Greek Cypriot Negotiator, Ambassador Andreas Mavroyiannis is set to have meetings this week in the New York with UN Secretariat officials and UN Security Council members.
The Security Council is expected to adopt on January 30 a resolution renewing the mandate of the peace keeping force in Cyprus, (Unficyp) for another six months. The Security Council is to take into account three reports by the UN Secretary General Antonio Guterres; his good services report of September 28, his report on the strategic review of Unficyp circulated in December and his report on Unficyp of January 9, 2018.
On Tuesday, the UNSG’s Special Representative in Cyprus, Elizabeth Spehar, will brief the countries contributing human resources to Unficyp, while on Wednesday afternoon in a closed consultation she will brief UN Security Council members on matters pertaining to the peace keeping force and the Cyprus problem.
She is also expected to have meetings with the permanent representatives at the UN of Cyprus, Turkey and other interested parties. A draft resolution is expected to be presented by the UK to the rest Security Council members after their session.
Apart from having various meetings at the UN, the Greek Cypriot negotiator is scheduled to deliver on Friday evening a lecture on the Cyprus problem at the Centre of Hellenic Studies of Rutgers University in New Jersey, in the context of an event organised by the Greek Student Association of the university, the Cypriot Federation, the International Coordinating Committee “Justice for Cyprus” (PSEKA) and the “Salamis” union.
The latest round of UN-peace talks at the Swiss resort of Crans – Montana ended without an agreement. Talks held under the auspices of the UN aim at reunifying Cyprus under a federal roof.

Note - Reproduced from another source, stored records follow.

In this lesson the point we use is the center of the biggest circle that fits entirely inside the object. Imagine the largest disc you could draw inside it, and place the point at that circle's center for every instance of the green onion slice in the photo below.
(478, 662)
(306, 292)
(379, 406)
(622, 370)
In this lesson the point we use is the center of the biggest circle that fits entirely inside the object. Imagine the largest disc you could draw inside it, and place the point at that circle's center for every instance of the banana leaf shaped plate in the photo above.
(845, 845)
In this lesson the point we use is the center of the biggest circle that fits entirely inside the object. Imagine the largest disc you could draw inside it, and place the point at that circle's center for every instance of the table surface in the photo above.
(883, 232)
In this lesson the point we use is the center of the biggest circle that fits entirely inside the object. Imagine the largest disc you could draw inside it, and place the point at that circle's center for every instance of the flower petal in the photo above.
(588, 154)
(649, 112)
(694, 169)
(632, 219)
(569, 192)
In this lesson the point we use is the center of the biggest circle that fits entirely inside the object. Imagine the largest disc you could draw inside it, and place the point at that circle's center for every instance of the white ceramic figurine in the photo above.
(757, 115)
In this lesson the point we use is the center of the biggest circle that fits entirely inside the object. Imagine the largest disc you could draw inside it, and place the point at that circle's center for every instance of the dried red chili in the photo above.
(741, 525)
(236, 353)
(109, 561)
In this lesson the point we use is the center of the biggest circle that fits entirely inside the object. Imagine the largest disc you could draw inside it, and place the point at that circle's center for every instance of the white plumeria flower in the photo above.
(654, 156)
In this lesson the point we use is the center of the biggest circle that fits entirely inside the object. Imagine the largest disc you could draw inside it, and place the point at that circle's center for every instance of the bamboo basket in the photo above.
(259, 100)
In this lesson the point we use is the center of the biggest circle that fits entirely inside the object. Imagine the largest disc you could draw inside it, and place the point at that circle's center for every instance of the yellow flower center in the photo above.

Unficyp was established by Security Council resolution 186 (1964), with a mandate “to prevent a recurrence of fighting and, as necessary, to contribute to the maintenance and restoration of law and order and a return to normal conditions”. While the mandate of the Mission remains the same to date, its responsibilities evolved following the Turkish invasion of Cyprus in 1974, to include supervising the ceasefire lines, maintaining a buffer zone, and facilitating inter-communal contacts.